The NHS will also purchase a vendor to establish and maintain behavioral health services and support the virtual platform. Once deployed, this virtual platform will expand access to available tele-behavioral health services to millions of California children and youth 25 or younger, regardless of motivation.
Implementation of the new CARE Courts
Under a controversial new law, SB 1338, seven California counties (San Francisco, San Diego, Orange, Riverside, Stanislaus, Tuolumne, and Glenn) will be required to create new Community Assistance, Recovery, and Empowerment (CARE) courts specifically to address people’s needs. Those with severe, untreated mental illness by October 1, 2023. The remaining 51 California counties will follow by December 1, 2024. Once incorporated, individuals (including family, friends, hospital administrators, first responders, and behavioral health professionals) petition the CARE Courts on behalf of For an individual to prove eligibility for support.
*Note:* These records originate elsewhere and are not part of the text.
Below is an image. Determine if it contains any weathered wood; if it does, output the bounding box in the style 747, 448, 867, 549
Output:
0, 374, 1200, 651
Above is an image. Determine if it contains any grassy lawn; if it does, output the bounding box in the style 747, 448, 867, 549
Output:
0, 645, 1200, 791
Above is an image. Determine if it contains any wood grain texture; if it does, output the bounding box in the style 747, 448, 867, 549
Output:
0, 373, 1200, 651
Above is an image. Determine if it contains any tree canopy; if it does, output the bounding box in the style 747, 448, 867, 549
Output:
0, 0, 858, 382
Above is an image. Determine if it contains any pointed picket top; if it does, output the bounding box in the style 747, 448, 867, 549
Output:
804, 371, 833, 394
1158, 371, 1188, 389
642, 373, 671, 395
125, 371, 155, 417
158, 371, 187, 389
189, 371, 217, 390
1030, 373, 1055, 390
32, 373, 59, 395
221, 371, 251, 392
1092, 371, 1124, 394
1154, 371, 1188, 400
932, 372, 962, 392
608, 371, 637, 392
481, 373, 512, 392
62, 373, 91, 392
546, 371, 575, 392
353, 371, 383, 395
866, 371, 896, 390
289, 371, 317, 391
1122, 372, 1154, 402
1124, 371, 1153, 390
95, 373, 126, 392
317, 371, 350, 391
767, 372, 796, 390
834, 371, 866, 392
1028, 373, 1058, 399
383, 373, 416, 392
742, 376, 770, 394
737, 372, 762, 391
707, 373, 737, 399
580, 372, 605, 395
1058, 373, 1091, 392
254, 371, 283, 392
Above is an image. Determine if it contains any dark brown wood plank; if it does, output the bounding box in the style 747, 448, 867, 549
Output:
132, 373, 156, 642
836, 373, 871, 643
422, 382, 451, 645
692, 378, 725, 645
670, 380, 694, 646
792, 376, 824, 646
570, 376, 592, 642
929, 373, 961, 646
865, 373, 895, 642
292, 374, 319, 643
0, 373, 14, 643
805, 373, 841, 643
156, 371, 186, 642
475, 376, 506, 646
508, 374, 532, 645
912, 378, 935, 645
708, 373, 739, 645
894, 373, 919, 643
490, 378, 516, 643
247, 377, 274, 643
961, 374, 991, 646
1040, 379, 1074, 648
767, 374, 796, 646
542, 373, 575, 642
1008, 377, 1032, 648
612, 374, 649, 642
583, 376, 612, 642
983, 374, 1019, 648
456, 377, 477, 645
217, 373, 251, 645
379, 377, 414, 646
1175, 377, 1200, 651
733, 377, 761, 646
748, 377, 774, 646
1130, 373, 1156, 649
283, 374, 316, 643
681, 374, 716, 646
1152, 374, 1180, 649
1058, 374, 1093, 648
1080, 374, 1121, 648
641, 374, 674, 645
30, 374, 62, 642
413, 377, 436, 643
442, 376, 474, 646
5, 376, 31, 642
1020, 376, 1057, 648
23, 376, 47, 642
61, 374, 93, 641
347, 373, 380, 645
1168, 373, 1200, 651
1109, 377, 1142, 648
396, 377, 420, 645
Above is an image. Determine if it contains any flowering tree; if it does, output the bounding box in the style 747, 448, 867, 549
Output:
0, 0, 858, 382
To qualify, an individual must have a severe mental illness, may not be clinically stable or in voluntary treatment, and must meet other requirements.
CARE courts are empowered to order an individual’s clinical evaluation and establish a CARE plan that can include medication, treatment, social services, housing resources, and public assistance. SB 1338 provides some additional funding to counties to help administer CARE courts. It also requires California health plans (including Knox-Keene plans and insurance policies) to cover evaluations and healthcare services required or recommended under the CARE plan, regardless of whether they are available in-network or out-of-network or have prior authorization obtained.
Clarification and changes to the segmented Medi-Cal behavioral health delivery system
California operates two separate managed behavioral health delivery systems for Medicaid beneficiaries. Consistent with its historic mission to serve local indigent populations, California Districts operates and contracts with behavioral health providers for individuals with severe mental health disorders and/or substance use disorders. In addition, as a result of recent Medi-Cal expansions, Medi-Cal managed health care plans in California cover “mild to moderate” behavioral health services in addition to primary care services. Individuals may be simultaneously enrolled in both plans.
As part of the broader California Advancing and Innovating Medi-Cal (CalAIM) initiative, the state is required to develop new, standardized screening tools for referrals to county behavioral health systems. In addition, the state has introduced a “No Wrong Door” policy which, effective July 1, 2022, allows providers to bill both counties and Medi-Cal managed health care plans for services provided during the evaluation period or before a diagnosis is determined. These changes provide new flexibility to providers when requesting payment for mental health services, and are intended to help ensure that beneficiaries can maintain treatment relationships with providers so that an appropriate referral can be made.
Finally, the state is redesigning how counties pay for Medi-Cal behavioral health services provided through their networks. Under the behavioral health payment reform, counties will no longer be limited to reimbursement based on costs, and will no longer be required to file onerous cost reports. These changes have the potential to affect how counties negotiate their contracts with network providers for Medi-Cal behavioral health, and counties will be encouraged to emphasize the value-based components of reimbursement.